Vascular architecture in the bacteriogenic light organ of Euprymna tasmanica (Cephalopoda: Sepiolidae)

Abstract

Symbiosis between southern dumpling squid, Euprymna tasmanica (Cephalopoda: Sepiolidae), and its luminescent symbiont, the bacterium Vibrio fischeri, provides an experimentally tractable system to examine interactions between the eukaryotic host and its bacterial partner. Luminescence emitted by the symbiotic bacteria provides light for the squid in a behavior termed "counter-illumination," which allows the squid to mask its shadow amidst downwelling moonlight. Although this association is beneficial, light generated from the bacteria requires large quantities of oxygen to maintain this energy-consuming reaction. Therefore, we examined the vascular network within the light organ of juveniles of E. tasmanica with and without V. fischeri. Vessel type, diameter, and location of vessels were measured. Although differences between symbiotic and aposymbiotic squid demonstrated that the presence of V. fischeri does not significantly influence the extent of vascular branching at early stages of symbiotic development, these finding do provide an atlas of blood vessel distribution in the organ. Thus, these results provide a framework to understand how beneficial bacteria influence the development of a eukaryotic closed vascular network and provide insight to the evolutionary developmental dynamics that form during mutualistic interactions.

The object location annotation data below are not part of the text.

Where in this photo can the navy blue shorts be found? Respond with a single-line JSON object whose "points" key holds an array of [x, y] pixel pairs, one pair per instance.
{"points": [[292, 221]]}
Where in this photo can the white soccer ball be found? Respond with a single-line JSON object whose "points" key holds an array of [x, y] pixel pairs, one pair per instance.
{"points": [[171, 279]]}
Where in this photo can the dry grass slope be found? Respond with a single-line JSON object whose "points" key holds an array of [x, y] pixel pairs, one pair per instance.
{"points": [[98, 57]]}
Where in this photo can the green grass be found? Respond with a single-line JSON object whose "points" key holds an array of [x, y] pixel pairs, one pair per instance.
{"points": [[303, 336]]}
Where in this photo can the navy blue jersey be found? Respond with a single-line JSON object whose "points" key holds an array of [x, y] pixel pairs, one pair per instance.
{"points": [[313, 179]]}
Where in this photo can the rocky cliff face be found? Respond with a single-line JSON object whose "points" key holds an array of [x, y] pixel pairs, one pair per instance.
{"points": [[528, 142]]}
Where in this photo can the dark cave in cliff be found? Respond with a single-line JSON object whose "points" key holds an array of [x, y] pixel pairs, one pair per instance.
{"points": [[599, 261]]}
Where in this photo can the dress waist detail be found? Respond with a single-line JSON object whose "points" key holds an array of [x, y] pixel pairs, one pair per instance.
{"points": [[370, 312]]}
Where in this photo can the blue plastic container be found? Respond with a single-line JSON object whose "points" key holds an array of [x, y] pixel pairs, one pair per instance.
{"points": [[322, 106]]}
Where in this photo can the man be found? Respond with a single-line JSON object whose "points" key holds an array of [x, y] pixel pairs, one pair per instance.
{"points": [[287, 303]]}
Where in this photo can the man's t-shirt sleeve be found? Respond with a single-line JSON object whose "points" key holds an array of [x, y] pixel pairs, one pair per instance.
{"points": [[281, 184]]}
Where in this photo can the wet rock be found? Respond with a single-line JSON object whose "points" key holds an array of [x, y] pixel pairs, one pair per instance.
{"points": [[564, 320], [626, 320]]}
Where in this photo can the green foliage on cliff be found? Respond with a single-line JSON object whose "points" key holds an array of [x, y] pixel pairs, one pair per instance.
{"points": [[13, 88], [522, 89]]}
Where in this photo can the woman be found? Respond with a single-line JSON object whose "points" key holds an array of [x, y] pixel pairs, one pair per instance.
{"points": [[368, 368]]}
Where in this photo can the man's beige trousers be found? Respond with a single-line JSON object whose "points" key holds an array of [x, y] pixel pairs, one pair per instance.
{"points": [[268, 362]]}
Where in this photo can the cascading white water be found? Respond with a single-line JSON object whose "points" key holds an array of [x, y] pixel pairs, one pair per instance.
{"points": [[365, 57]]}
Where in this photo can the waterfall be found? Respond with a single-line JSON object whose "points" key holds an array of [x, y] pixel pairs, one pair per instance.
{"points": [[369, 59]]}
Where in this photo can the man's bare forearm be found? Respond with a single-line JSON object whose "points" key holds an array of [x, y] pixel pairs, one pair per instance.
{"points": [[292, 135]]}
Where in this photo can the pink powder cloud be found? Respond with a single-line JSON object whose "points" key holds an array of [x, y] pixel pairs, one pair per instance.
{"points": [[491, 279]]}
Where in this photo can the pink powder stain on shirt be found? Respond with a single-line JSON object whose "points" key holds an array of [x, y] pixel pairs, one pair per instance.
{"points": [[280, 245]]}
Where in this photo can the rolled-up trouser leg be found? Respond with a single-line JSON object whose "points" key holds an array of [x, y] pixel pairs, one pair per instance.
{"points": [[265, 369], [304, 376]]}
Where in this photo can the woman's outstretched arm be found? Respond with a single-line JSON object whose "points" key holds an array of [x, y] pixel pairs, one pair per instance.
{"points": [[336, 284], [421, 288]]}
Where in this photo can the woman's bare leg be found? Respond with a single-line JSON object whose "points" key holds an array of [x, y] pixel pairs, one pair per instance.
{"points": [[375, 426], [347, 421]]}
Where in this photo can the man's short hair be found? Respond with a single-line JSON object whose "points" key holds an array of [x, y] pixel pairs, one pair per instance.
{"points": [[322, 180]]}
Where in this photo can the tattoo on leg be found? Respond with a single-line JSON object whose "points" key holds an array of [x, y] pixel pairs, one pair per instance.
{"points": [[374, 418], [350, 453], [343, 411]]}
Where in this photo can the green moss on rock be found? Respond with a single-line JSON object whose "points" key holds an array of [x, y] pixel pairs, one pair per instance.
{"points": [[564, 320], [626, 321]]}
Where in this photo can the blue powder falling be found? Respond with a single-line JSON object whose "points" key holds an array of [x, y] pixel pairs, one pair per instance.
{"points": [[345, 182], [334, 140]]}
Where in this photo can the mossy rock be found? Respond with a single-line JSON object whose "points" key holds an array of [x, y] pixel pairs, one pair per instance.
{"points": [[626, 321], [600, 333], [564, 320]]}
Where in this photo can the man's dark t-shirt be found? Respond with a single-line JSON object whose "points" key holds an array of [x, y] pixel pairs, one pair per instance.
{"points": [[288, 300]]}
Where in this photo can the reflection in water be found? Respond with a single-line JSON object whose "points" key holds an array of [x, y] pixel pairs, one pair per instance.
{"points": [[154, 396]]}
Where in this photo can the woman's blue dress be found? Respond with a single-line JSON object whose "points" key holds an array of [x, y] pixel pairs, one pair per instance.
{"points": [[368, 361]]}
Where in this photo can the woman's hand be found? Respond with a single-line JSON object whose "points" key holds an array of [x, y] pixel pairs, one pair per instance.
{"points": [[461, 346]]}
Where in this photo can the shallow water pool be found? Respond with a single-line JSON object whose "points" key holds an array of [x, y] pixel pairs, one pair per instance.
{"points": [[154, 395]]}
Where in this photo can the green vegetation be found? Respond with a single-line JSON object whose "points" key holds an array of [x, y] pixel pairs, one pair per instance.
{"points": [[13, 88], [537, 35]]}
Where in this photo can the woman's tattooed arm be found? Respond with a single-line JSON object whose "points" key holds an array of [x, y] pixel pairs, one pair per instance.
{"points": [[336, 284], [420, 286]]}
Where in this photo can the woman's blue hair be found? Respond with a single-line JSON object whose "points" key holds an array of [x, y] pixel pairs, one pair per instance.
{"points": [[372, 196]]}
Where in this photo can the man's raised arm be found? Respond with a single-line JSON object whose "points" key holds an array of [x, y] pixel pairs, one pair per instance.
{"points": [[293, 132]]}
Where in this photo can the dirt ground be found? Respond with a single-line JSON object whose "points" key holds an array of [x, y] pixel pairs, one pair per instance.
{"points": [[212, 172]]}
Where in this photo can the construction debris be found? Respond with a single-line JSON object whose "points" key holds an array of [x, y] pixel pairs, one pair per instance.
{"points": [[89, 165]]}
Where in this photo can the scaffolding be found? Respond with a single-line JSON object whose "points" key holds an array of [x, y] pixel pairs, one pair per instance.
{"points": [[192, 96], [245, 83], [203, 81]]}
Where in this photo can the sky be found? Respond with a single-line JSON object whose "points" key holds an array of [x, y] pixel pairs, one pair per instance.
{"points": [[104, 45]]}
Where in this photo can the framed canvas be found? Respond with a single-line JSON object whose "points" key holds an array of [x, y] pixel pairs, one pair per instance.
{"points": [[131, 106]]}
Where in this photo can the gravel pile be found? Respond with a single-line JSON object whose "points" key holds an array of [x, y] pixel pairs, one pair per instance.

Keywords: aerobic; squid; symbiosis; vasculature.

Fig. 1.

Bright field imaging and emission spectra from the light organ in 1 d juveniles of E. tasmanica. A. Ventral view of an untreated juvenile light organ removed from the squid mantle cavity. Posterior portion of the animal is towards the top of the figure. B. Ventral view of a Scale-cleared light organ removed from the squid mantle cavity. Anterior portion of the animal is towards the top of the figure. C. Emission spectra controls for squid muscle tissue exhibiting normalized mean intensity (y-axis) over wavelength in nm (x-axis). The laser line used for the spectrum is in the top right corner of each graph. App, appendage. Scale bar=500 μm.

Fig. 2.

Region of interest (ROI) λ scans of blood vessels in the gills (A) and in the light organ (B) of a 14 d juvenile of E. tasmanica. A. Squid gill, XY optical section imaged with a 405-nm UV laser diode. The white box indicates the ROI scanned for the emission spectrum. B. Squid light organ, XY optical section of the central tissue in the light organ imaged with the 405-nm laser. The white box represents the ROI in which the emission spectrum was measured. C. Emission spectra for scans in A (black line) and B (grey line). Scale bar=100 μm.

Fig. 3.

A diagram proposing the orientation and hierarchy of blood vessels throughout the light organ, as described in this paper. Posterior is to the top. GL, gill; L, the largest vessel that bifurcates to each lobe of the light organ; LO, light organ; M, mantle; MA, the anterior branch of the second tier of vessels; MP, the posterior branch of the second tier of vessels; S, the third tier of vessels that sprawls throughout the organ; SH, systemic heart.

Fig. 4.

Optical sections of each light organ treatment observed. Light organs are oriented from a ventral view with posterior at the top. All images are a merger of laser lines 405 nm (blue), 488 nm (green), and 561 nm (red). The column labeled “Top” represents shallow optical sections of the surface of the light organ and large vessel; the “Deep” column represents the deep crypts and associated vessels. A–D. 1 d aposymbiotic (A,B) and symbiotic (C,D) samples exhibiting light organ surface and deep crypts. E–H. 4 d aposymbiotic (A,B) and symbiotic (C,D) samples exhibiting light organ surface and deep crypts. I–L. 14 d aposymbiotic (A,B) and symbiotic (C,D) samples exhibiting light organ surface and deep crypts. ap, anterior appendage; cc, crypt; po, pore. Scale bars=100 μm.

Fig. 5.

Diameter of vessels (in μm) in left and right lobes of the light organ of aposymbiotic and symbiotic animals. Animals from each treatment were sampled after 1 d, 4 d, or 14 d. Values are means ± standard error. A,F. L vessel. B,G. MP vessel. C,H. MA vessel. D,I. S vessel. E,J. Number of branch points (nodes) counted for each of the samples. Asterisk indicates significance at p<0.05.